Church in Innlandet, Norway

Hof Church (Hof kirke) is a parish church of the Church of Norway in Åsnes Municipality in Innlandet county, Norway. It is located in the village of Hof. It is the church for the Hof parish which is part of the Solør, Vinger og Odal prosti (deanery) in the Diocese of Hamar. The red brick church was built in a cruciform design in 1860 using plans drawn up by the architect Christian Heinrich Grosch. The church seats about 600 people.

Hof Church (whose name refers to an heathen temple) serves the southern part of what is now Åsnes municipality in Solør, with a church on the west side of the river Glomma, although the river actually changed course in the area around the year 1450. Previously the church was on the east side before the river broke through its boundaries and changed course.

==History==
The earliest existing historical records of the church date back to the year 1388, but the church was not new that year. The first church at Hof was a wooden stave church that was probably built around the beginning of the 13th century. This church stood about 60 m to the northwest of the present church site.
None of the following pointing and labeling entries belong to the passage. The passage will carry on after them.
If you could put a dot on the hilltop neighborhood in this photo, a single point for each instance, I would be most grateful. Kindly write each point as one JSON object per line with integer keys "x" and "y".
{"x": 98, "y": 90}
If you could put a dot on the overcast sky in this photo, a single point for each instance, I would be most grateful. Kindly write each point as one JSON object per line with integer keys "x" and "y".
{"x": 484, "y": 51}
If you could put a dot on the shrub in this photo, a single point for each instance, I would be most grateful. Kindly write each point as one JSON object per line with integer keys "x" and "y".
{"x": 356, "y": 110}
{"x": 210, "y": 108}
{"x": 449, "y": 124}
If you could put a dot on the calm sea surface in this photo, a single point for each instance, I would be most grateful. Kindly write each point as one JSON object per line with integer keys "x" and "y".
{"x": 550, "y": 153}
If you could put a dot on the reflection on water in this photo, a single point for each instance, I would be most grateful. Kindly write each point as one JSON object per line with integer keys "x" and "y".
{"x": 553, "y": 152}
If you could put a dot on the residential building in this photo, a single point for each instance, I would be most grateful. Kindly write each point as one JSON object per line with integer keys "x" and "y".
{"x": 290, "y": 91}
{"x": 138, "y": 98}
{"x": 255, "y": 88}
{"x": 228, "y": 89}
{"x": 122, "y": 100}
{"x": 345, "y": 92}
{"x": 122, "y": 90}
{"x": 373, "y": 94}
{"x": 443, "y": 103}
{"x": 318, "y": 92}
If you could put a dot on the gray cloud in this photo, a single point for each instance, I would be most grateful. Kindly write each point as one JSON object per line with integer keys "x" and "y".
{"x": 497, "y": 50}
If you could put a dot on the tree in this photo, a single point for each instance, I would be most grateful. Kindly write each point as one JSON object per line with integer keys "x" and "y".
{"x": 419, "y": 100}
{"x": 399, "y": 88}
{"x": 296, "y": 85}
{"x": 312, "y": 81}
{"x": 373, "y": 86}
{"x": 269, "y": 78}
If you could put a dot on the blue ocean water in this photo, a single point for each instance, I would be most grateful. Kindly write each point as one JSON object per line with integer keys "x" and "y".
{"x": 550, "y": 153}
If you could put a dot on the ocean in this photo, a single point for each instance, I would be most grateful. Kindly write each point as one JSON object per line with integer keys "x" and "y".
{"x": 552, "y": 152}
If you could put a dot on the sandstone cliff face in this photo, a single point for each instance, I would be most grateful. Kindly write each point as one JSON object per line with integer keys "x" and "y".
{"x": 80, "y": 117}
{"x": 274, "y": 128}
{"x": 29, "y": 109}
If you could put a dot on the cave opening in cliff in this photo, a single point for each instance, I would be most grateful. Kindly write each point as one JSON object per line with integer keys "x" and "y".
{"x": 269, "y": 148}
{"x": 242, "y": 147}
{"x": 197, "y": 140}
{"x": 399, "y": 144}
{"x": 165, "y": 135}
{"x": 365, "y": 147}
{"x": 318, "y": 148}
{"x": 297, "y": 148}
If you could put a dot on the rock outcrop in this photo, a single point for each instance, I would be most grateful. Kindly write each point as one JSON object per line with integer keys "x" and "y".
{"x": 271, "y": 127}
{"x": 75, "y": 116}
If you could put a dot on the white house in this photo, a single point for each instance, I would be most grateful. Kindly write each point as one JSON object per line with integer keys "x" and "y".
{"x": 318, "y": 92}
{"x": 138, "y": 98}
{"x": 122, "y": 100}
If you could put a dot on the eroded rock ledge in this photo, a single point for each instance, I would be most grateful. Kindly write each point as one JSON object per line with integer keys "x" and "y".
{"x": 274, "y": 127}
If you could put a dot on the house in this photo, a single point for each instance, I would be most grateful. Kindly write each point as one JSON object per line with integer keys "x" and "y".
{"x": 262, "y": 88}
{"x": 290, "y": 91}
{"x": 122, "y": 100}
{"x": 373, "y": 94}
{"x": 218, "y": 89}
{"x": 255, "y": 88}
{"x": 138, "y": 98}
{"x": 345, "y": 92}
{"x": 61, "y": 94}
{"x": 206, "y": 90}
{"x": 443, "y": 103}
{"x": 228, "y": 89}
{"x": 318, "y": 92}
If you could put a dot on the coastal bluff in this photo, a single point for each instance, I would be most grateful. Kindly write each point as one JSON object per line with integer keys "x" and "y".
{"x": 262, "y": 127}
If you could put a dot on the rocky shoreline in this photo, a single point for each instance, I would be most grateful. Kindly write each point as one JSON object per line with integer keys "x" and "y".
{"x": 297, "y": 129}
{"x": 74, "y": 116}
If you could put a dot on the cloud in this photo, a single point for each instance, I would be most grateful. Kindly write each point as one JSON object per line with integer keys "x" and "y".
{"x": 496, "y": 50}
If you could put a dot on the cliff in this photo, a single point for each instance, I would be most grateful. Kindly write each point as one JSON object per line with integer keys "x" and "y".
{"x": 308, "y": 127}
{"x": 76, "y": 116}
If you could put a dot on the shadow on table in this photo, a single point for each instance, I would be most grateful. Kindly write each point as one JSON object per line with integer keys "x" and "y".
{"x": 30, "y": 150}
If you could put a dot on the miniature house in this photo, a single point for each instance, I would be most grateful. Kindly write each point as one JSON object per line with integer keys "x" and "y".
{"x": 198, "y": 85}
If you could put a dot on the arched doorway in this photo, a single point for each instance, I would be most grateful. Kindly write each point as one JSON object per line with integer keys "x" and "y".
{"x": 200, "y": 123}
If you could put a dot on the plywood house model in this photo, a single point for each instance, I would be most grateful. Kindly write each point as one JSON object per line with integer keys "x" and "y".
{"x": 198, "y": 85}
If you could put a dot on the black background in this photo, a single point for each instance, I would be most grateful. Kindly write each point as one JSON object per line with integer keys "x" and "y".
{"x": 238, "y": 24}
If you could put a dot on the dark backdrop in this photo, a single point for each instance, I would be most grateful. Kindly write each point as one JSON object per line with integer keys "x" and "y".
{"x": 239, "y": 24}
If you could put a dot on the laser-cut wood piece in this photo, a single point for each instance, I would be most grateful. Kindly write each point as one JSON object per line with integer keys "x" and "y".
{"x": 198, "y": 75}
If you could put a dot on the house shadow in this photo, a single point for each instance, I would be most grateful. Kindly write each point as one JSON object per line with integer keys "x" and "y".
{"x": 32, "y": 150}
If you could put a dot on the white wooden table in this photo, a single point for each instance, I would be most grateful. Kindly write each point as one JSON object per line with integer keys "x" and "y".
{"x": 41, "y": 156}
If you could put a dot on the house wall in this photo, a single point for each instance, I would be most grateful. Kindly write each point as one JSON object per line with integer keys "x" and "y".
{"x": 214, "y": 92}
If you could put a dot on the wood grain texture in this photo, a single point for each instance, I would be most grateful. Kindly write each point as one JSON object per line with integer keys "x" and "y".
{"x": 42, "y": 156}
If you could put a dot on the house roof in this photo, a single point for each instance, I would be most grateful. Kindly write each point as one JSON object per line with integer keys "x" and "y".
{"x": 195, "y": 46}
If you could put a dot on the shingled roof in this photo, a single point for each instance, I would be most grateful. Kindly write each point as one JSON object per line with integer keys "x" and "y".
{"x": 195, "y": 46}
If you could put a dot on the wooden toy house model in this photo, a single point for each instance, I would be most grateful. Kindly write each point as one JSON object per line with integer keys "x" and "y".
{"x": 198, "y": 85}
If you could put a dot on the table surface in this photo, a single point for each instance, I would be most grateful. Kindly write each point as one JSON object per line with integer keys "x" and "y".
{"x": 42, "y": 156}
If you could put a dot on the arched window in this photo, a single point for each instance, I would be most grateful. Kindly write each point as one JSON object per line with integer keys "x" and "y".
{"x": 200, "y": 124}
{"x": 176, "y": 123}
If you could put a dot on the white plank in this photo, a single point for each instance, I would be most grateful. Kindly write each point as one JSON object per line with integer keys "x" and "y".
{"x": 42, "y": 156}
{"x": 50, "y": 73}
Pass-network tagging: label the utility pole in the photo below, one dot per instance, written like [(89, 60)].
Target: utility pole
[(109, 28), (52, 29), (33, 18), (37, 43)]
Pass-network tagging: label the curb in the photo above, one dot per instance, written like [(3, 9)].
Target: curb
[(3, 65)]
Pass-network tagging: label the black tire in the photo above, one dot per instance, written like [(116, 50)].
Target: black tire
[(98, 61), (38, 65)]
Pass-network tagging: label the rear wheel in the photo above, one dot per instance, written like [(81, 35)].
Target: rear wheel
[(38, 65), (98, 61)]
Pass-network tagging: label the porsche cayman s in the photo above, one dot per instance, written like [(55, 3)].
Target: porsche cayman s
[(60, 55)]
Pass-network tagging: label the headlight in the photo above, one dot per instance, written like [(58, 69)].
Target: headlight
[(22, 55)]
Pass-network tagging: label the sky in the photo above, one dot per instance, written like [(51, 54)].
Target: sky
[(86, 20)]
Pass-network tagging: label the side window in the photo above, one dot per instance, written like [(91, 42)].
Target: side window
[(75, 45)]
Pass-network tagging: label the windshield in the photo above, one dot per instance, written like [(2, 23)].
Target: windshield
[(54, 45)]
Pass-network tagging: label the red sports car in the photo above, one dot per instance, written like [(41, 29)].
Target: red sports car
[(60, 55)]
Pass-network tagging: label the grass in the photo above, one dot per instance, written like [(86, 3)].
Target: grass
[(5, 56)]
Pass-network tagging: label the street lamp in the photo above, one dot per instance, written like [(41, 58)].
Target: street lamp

The church had two wooden portals that are still in existence at a museum. Around the year 1600, the old stave church was heavily renovated and enlarged, leaving little of the original structure remaining. The original building had a long church design, but the addition of two transept wings, gave the building a cruciform floor plan. A church porch was built on the west end of the nave. The choir was located in the eastern wing of the church. A sacristy was built on the north side of the choir. The outside of the building was clad with vertical wood siding.

In 1814, this church served as an election church (valgkirke). Together with more than 300 other parish churches across Norway, it was a polling station for elections to the 1814 Norwegian Constituent Assembly which wrote the Constitution of Norway. This was Norway's first national elections. Each church parish was a constituency that elected people called "electors" who later met together in each county to elect the representatives for the assembly that was to meet at Eidsvoll Manor later that year.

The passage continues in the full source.